…because some thoughts are worth remembering
If you are a foodie, or enjoy watching Anthony Bourdain’s travel-food shows, or if you are a fan of Scandinavia, you’ve probably heard of Noma, a two Michelin star restaurant in Copenhagen, Denmark. Its fearless leader René Redzepi came up with a concept to modernize Nordic cuisine, using local ingredients. There are many blog posts about the dining experience at Noma, because it is an experience, starting from trying to book a table to the actual consumption of food that yes, did include ants.
Here are the obligatory photos:
Numerous starters are presented to you quickly, almost rushed. The ingredients, their combination, their preparation, the manner it is presented and served, how we are asked to eat, are all innovative. Reindeer moss… is that a thing? Yes. Elderflower blossoms… do you eat that? Yes. But waiter, there are ants on my carpaccio. Yes. It was full of citrus punch.
Oh, and the desserts and the juice pairing (for those who prefer for a non-alcoholic option), included pork crackling dipped in chocolate topped with berries.
But this blog is not about Noma’s food, which has been a result of experimentation by chefs behind the scenes to forage different types of vegetation, try out different preparation. They harvest locally foraged ingredients and ferment them so the restaurant will have plenty of locally sourced ingredients to serve during Denmark’s long winters.
This post is about a realization I had about creativity and innovation that happens when you impose strict restrictions and live by them. If importing lamb from New Zealand is outside the boundaries of Noma’s dogma, then you research what similar flavor and texture profiles will work. You break it down to a point where the essence of what you wanted to offer the diners is so clear in your mind that the original ingredient may no longer be needed, and it can end up being a completely different preparation.
Another realization I had was that when food preparation/ingredient constraints are imposed as dogma, you don’t get the best tasting food or experience. Don’t get me wrong, Noma’s Best Restaurant awards are well-deserved. But that’s the thing about dogma. When you are tied down to it, you can’t optimize for other factors. That’s the price of innovation. That’s the sacrifice Noma had to make for its creations.
Who reaps the benefits? The chefs trained/worked at Noma who started their own restaurants, like BROR and Kødbyens Fiskebar, are successful, popular and delicious while being creative. The chefs were able to take the techniques and the meticulous way and care you take to source ingredients and put their own flair and without the rigid constraint to be strictly Nordic or use local ingredients (though the majority of their ingredients are). They have the leeway to experiment and execute beyond Noma’s dogma.

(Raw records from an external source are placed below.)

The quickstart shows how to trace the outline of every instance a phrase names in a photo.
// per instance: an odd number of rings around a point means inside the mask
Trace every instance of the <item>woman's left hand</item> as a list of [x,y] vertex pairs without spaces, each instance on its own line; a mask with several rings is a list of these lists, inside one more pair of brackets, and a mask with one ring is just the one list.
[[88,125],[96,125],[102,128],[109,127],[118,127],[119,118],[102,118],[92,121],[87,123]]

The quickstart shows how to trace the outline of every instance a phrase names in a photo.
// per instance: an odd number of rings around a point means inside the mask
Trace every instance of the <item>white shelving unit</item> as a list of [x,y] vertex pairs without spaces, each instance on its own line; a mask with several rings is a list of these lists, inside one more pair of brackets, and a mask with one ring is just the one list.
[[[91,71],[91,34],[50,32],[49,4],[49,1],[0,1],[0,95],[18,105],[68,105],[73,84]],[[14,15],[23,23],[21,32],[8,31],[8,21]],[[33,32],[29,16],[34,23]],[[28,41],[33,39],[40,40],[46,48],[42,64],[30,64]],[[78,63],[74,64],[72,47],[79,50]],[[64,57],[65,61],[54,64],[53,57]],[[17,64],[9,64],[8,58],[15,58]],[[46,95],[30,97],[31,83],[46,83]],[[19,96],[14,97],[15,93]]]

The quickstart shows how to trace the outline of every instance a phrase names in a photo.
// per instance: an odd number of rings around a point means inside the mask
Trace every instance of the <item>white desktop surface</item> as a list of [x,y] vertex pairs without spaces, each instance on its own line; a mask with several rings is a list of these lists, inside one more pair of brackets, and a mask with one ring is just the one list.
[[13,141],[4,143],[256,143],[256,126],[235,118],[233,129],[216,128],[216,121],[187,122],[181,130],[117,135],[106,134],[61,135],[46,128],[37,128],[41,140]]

Was Noma the best restaurant I’ve been to? The most delicious food I’ve had? Not necessarily, but that’s not the point. Am I glad I dined at Noma? Absolutely.
But if you were looking for a blog about how the waiters were attentive, how interesting the food was, and what it took to make a reservation there, let your search engine do the walking. Go ahead… this is not the blog you were looking for.